By studying the primary auditory cortex of rats with lesions in the temporal lobe, and using normal rats as a control, Read and Escabí are trying to model how the brain responds to lesions. While it’s too early to draw firm conclusions, Escabí says it may be that animals with lesions are slower at catching the “on-off” information in sound signals, making it difficult for them to grasp a sound when it is fast.

Also involved in the research are J. Holly Fitch, an assistant research professor in the psychology department, and Joseph J. Lo Turco, an associate professor of physiology and neurobiology. Fitch is looking at how sound perception and behavior is affected in the rats with lesions and Lo Turco is studying how genetic manipulations affect the development of the brain.

In the new NIH grant project, Escabí and Read are studying the physiology of the inferior colliculus by recording electrical activity, using 16-channel electrodes to record brain activity from 16 sites simultaneously.
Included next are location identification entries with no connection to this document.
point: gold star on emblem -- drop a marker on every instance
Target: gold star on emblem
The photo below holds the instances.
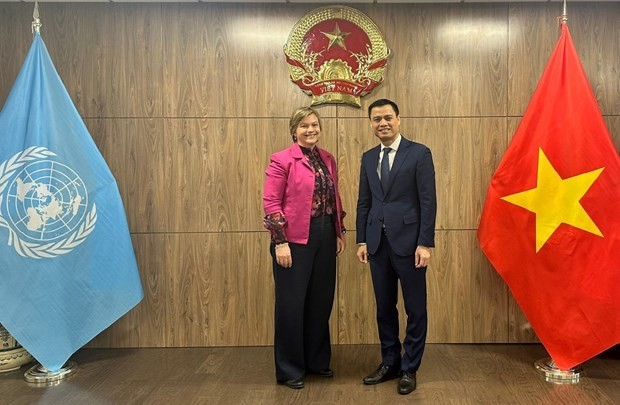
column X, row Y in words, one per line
column 336, row 37
column 556, row 200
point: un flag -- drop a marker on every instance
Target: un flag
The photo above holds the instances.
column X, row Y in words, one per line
column 67, row 265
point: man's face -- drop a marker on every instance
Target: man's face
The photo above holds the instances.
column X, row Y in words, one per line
column 385, row 123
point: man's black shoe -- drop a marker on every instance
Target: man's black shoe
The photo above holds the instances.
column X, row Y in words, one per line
column 326, row 372
column 383, row 373
column 407, row 383
column 295, row 383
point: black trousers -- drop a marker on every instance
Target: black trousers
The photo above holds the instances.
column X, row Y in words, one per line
column 303, row 305
column 387, row 268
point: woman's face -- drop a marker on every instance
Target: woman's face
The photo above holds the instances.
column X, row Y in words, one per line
column 308, row 131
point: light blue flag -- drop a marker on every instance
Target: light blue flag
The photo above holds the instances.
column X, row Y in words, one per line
column 67, row 265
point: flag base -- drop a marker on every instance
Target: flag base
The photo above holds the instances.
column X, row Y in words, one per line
column 11, row 360
column 553, row 374
column 39, row 375
column 12, row 354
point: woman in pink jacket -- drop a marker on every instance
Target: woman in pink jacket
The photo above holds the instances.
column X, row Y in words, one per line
column 303, row 213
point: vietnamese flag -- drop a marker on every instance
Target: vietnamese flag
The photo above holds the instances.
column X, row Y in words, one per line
column 551, row 221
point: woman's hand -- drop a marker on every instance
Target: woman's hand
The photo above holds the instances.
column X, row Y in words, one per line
column 283, row 256
column 340, row 245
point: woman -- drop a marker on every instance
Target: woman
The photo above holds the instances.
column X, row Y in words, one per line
column 303, row 213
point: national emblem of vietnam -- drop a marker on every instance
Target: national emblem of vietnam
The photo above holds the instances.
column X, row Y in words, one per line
column 336, row 55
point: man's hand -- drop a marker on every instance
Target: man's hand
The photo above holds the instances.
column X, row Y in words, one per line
column 362, row 253
column 422, row 256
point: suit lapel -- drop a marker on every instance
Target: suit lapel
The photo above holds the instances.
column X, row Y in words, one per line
column 371, row 163
column 399, row 159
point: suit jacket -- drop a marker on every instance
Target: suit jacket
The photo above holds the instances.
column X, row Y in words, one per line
column 409, row 206
column 289, row 188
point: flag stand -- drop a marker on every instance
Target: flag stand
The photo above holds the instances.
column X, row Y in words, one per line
column 39, row 375
column 553, row 374
column 12, row 354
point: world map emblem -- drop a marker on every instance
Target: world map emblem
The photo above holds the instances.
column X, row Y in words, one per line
column 44, row 204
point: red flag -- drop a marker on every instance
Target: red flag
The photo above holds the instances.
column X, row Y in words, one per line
column 551, row 222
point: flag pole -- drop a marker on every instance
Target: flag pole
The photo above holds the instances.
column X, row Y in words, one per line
column 36, row 23
column 546, row 366
column 37, row 374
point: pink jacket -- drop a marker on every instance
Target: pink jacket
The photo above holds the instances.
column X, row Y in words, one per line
column 289, row 187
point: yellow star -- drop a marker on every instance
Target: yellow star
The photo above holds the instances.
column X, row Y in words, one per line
column 336, row 37
column 556, row 200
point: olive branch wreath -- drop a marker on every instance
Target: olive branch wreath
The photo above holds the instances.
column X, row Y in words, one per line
column 34, row 250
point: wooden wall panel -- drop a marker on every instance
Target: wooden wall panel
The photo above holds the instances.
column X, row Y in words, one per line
column 133, row 149
column 221, row 290
column 446, row 60
column 145, row 325
column 534, row 33
column 227, row 60
column 216, row 170
column 187, row 101
column 15, row 40
column 465, row 151
column 108, row 55
column 613, row 124
column 467, row 300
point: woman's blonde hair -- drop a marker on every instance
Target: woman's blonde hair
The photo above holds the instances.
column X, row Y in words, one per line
column 298, row 116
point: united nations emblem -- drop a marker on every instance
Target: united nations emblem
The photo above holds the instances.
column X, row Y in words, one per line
column 336, row 55
column 44, row 204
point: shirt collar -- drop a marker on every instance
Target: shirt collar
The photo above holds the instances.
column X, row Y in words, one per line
column 394, row 146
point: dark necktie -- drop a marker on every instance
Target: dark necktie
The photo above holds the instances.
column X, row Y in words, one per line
column 385, row 168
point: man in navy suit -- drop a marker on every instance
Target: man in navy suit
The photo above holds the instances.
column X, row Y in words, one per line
column 396, row 211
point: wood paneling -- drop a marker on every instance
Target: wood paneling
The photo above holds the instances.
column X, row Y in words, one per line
column 216, row 170
column 446, row 60
column 534, row 33
column 145, row 325
column 187, row 101
column 227, row 60
column 133, row 149
column 108, row 55
column 466, row 152
column 220, row 291
column 15, row 40
column 467, row 300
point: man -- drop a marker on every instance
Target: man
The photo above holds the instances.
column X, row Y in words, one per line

They play a sound and record how the brain responds.

The response is different, depending on the sound. For one thing, brain activity is selective for frequency: some brain cells respond to low frequency, others to medium, and still others to high frequency only.

“This is a really interesting idea – that neurons respond only to certain frequencies,” Escabí says. The different responses can be charted, showing electrical voltage fluctuations. Ultimately, he says, the researchers will relate these fluctuations to perception.

Frequency is only one component of a sound, and Escabí says the research also will look at other properties, such as repetition rate and dynamic – soft to loud – range. His goal is to come up with a mathematical description of how a neuron responds to a sound.

While other studies have focused on how the brain processes synthetic computer-generated sounds – sound that is isolated from its background noise – Escabí is interested in how the brain processes natural signals, such as speech or running water.

“The brain has a way, we think, of picking out sounds,” he says, by amplifying selectively so that the more important signal is heard clearly. If researchers can understand how the brain does this, it might be possible someday to design an optimal hearing aid that is as selective as the brain. The problem with hearing aids now, Escabí notes, is that they amplify all sound, including the background noise.

Escabí’s interest in sound dates back to his days as a drummer in a high school rock band. He first explored acoustics, studying the physics of sound. At Columbia University, where he earned a master’s degree in electrical engineering, he shifted his interest toward hearing.

“Basically, there’s a ton of room for new scientific discovery in this area,” Escabí says.

He earned a Ph.D. in bioengineering in 2000 in a joint program at the University of California at Berkeley and UC San Francisco’s medical school, where he first worked with Read, then a postdoctoral fellow.

He came to UConn four years ago, the same time that the undergraduate biomedical engineering program began. The program is now the third largest major of the engineering school’s 12 undergraduate programs. This fall, biomedical engineering had 160 majors.

Escabí, who is in the program’s neural systems engineering specialty, likens his research on the brain to reverse engineering a computer. You look at it, he says, try to figure out what’s happening in it, then describe it.